The Climb Hook And Rip (CHAR) Tool was born out of the desire to open a ceiling and quickly advance to the attic space to extinguish the fire. In addition to accessing the attic space quickly, the creators of the CHAR also saw a need for firefighters to be able to self rescue should they fall through a floor. With the Patent Pending design of the CHAR firefighters are able to hook a floor or ceiling joist with the signature droop snoot hook and climb to safety.
This cutting-edge tool can also be utilized to perform a number of other tasks including firefighter self rescue, RIT operations, pulling ceiling, breaching walls, opening and hooking onto roofs and ripping through joist, and shutting off gas valves.
The CHAR Tool was created by Firefighters Nate Erwin & Billy Galvin who have a combined 38 years of experience fighting fires in Highland Park, Michigan. In the small city located in the heart of Detroit, they learned fast that if you’re going to make a good stop on a fire you need to open the ceiling and get in the attic. And it’s with this in mind the idea for the CHAR was developed.
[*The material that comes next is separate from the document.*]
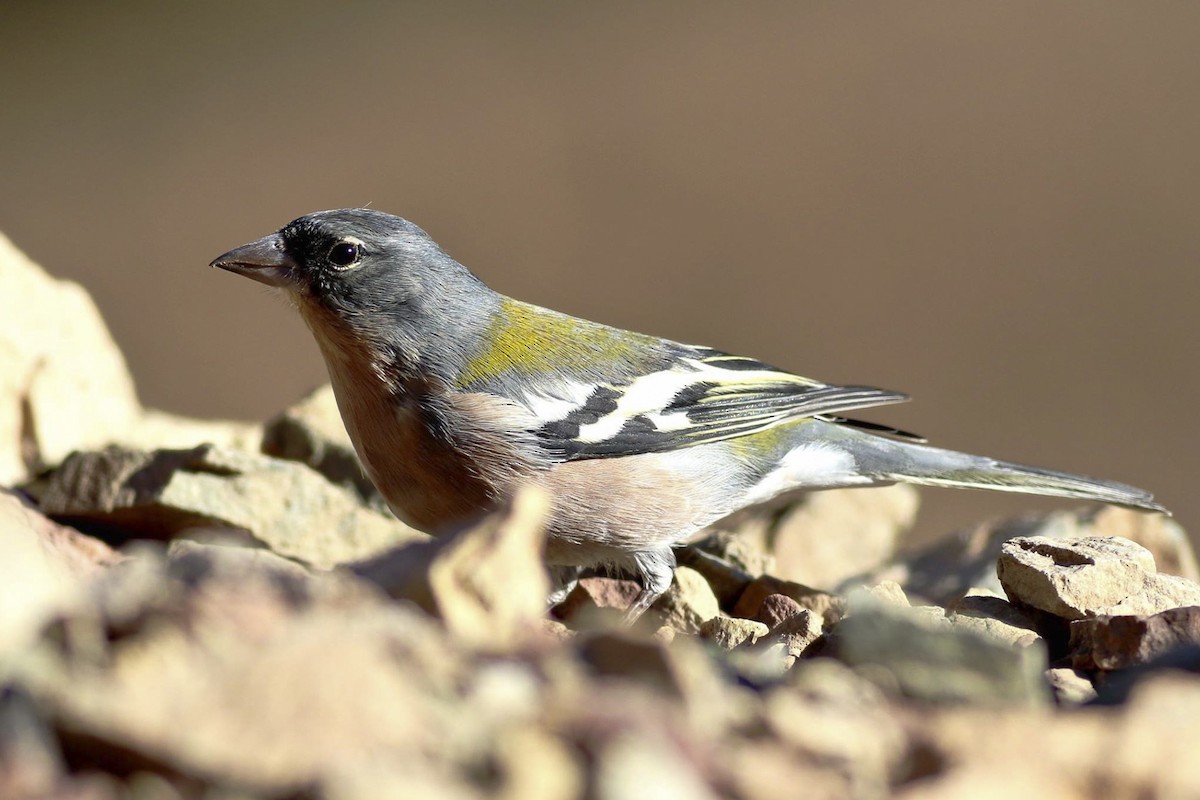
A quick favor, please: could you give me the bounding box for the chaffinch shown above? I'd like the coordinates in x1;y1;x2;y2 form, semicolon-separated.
212;209;1166;620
But it was soon realized it could be the first vertical firefighter self-rescue tool.
Knowing firsthand how quick things can go bad in a fire, they knew the tool needed to be simple to use and versatile so a firefighter would already be using it inside the structure. And from their fire-ground experience, every aspect of the CHAR Tool was engineered. A tool designed to accommodate traditional interior firefighting tactics, with the ability to accomplish tasks not seen before.